Les échecs ne sont pas vus comme un jeu élaboré et populaire, comme dans l’Est de l’Europe, mais comme un exercice intellectuel stérile pour intellectuels. C’est fondamentalement dommage.
Lichess.org, de par sa gratuité et son accessibilité complète (depuis tous les smartphones) avec des gens de tous les continents – on passe aisément d’une partie contre une personne en Iran à elle contre une vivant au Brésil ou en Ukraine – est un vrai témoignage qu’un produit de consommation de masse peut permettre la rencontre de gens de tous les pays, des échanges internationaux, bref un esprit qui va à l’encontre de tout nationalisme.
Lichess, développé par un Français par ailleurs, Thibault Duplessis, est d’ailleurs open source de bout en bout.
Il y a cependant deux défauts majeurs, très secondaires il est vrai.
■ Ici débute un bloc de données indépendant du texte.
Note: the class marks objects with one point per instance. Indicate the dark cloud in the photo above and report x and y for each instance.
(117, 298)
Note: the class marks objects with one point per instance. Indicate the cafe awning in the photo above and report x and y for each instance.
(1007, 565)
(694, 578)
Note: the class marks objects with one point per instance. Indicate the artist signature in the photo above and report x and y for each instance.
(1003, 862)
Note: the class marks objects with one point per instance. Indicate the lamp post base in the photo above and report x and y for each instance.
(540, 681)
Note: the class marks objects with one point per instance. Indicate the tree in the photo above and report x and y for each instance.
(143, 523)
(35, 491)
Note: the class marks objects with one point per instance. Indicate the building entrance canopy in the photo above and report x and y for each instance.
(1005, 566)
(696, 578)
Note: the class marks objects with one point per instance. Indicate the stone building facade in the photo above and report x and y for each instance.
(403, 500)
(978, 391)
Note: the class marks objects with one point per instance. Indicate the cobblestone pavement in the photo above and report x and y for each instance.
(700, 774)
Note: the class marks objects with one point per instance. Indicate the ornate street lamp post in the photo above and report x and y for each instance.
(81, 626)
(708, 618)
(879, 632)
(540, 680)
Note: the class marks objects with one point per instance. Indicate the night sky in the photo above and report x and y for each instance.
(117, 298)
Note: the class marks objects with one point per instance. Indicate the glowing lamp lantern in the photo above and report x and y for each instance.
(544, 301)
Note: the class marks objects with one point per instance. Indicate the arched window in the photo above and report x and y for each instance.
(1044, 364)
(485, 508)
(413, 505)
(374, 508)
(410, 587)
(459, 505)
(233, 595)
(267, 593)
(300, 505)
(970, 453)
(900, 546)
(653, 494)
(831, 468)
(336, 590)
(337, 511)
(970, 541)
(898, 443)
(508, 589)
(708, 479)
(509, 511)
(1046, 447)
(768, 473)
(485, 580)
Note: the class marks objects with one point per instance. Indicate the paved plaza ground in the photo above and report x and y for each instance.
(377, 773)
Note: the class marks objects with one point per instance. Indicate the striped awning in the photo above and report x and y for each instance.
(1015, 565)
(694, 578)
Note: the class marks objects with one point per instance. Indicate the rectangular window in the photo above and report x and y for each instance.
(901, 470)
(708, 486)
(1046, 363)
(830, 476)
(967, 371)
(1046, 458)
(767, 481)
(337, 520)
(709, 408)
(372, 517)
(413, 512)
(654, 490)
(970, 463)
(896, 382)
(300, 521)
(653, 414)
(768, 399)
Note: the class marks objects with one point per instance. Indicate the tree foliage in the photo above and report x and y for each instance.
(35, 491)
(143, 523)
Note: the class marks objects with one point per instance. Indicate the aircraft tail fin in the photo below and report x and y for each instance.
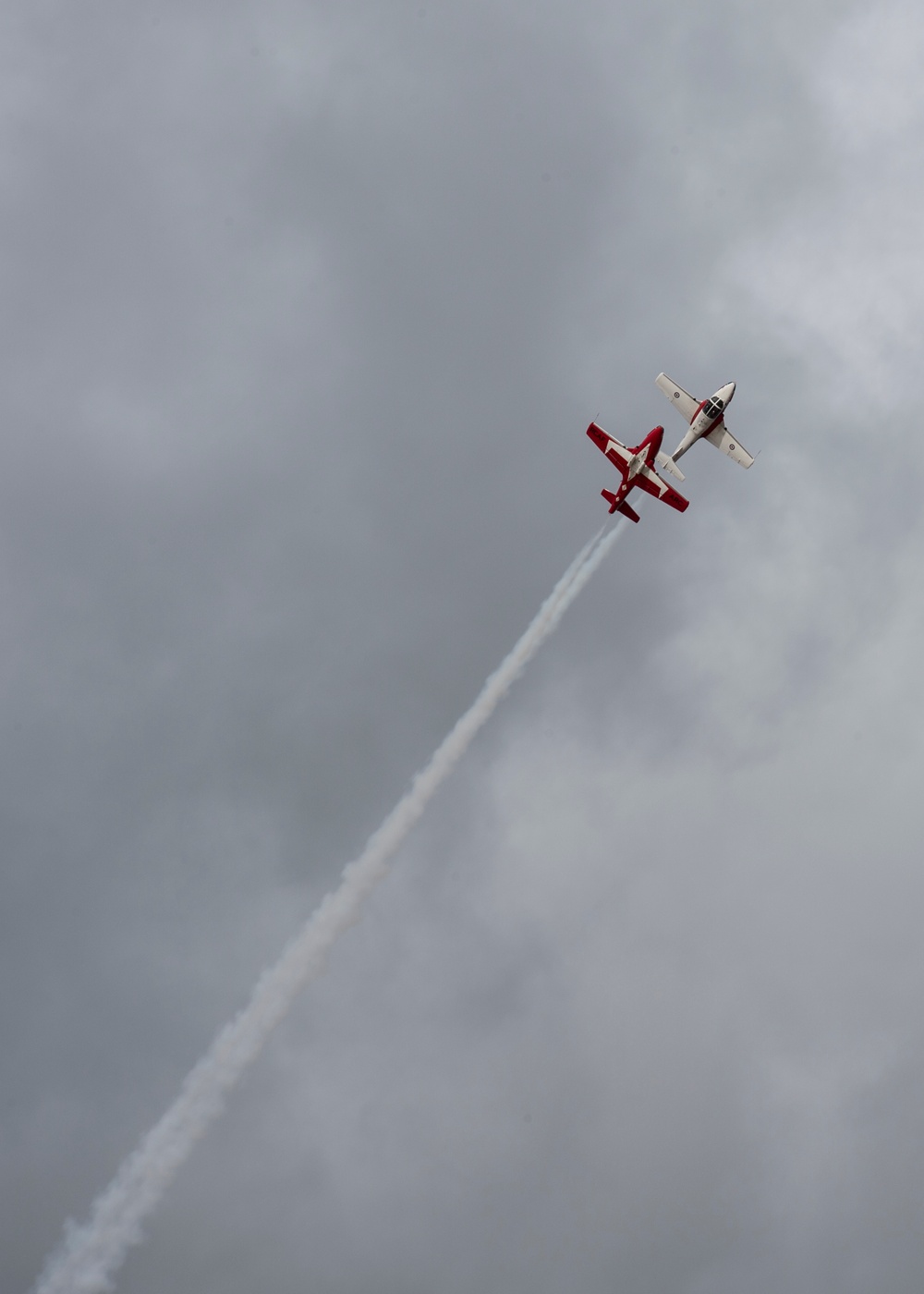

Le premier est qu’en plus de périodes classiques de jeu (5, 10, 15+15 mn, ou davantage), il y a cette fascination anti-jeu pour les parties ultra-rapides ou bien les formes baroques.
Parmi celles-ci, qu’on n’est nullement obligé de choisir, il y a la victoire obtenue en faisant trois fois échec, celle obtenue en amenant le roi sur une des quatre cases centrales, celle en amenant le roi sur la dernière ligne, celle où les blancs disposent de 32 pions au lieu des pièces normales, celle où les pièces capturées vont au camp adverse pouvant les replacer à n’importe quel moment, celle où les pièces sont placées au départ selon le hasard, la version atomique où une capture provoque une « explosion » détruisant les pièces alentour, etc.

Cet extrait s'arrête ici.